How to set cudnn_tune argument

I see there in the current CNN related APIs, we have a cudnn_tune argument. However, from the man page, it also says:

There are other options to tune the performance.
cudnn_tune : enable this option leads to higher startup time but may give faster speed. Options are
off : no tuning
limited_workspace :run test and pick the fastest algorithm that doesn’t exceed workspace limit.
fastest : pick the fastest algorithm and ignore workspace limit.
None (default): the behavior is determined by environment variable MXNET_CUDNN_AUTOTUNE_DEFAULT . 0 for off, 1 for limited workspace (default), 2 for fastest.

Why do we need an argument and an environment variable? What if there values do not match. This usage is very confusing to users.

Env variable is the default, which can be altered by the conv specific parameter. This is a very common way of having a global setting which can be overwritten locally.

Why can’t we just set the default to limited_workspace in the API?

If this env variable is for local tuning, I don’t see why it should be exposed to users. What if I set fastest in the API and set env variable value to 1 (limited_workspace)?

The default, when env variable is not specified, is limited_workspace, because most users care more about speed. To be honest, I’m not sure where the confusion comes from. There is a global setting that allows easy global configuration and its default is the value that most uses would prefer. This global value can be overwritten at individual convolution operators to achieve very fine tuned behavior. The global behavior can also be changed, globally, without changing network definition, by changing the env variable. For example, I had a case where due to a CUDNN bug, I had to disable tuning and I achieved that by simply setting the env variable instead of modifying all instances of my convolution operators in model definition.

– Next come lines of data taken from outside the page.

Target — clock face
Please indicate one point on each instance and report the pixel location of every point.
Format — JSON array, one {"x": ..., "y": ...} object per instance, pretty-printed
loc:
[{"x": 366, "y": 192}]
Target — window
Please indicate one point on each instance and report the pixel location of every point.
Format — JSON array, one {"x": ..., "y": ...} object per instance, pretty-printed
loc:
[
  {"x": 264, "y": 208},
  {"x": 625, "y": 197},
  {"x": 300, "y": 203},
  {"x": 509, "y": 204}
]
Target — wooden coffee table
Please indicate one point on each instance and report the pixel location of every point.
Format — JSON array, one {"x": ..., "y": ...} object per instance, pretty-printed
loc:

It is confusing because in Python API when some argument has default value you explicitly specify it during definition:

Convolution(…, cudnn_tune=limited_workspace)

In the current API design, the default is None, while you use another environment variable to set the default to limited_workspace. ???

I understand that you want to change this behavior if there is a bug in CUDNN. But this seems like a debugging utility for developers, not something a user should be aware of. Having two mechanisms to control the same thing is always confusing to end users.

After some more digging into the code, I found we do not expose this argument cudnn_tune in Gluon API. That means Gluon users can only control this option through the environment variable MXNET_CUDNN_AUTOTUNE_DEFAULT. If that’s the case, why don’t we just get rid of the cudnn_tune argument in the Python API altogether and only use the environment variable to control?

I think the pattern where one changes a behavior at global level and can customize it at local level is a widely accepted pattern. Case in point, Tensorflow allows using variable_scope to define parameter values at global level. However these values can be explicitly customized when a specific operator is defined. For example you can define default initializer for all layers to be xavier, but for some layers, you can use gaussian by explicitly specifying it. I feel the env variable is following similar pattern.

With respect to this specific tuning parameter, I agree that setting a different tuning parameter for an individual operator is quite rare. I would say that if, for example, I had a network that consisted of conv2d and conv1d and wanted to disable tuning on conv1d but keep it enabled on conv2d, I can technically implement my own custom gluon block for convolution and customize the tuning variable. One can argue that this is a too far fetched hypothetical application, and that’s a fair point and I wouldn’t disagree if community thinks it should be removed because it pollutes the API. I do not, however, agree with your point of view that having a global default and as well as an operator setting is confusing. One’s global default, one’s local overwrite.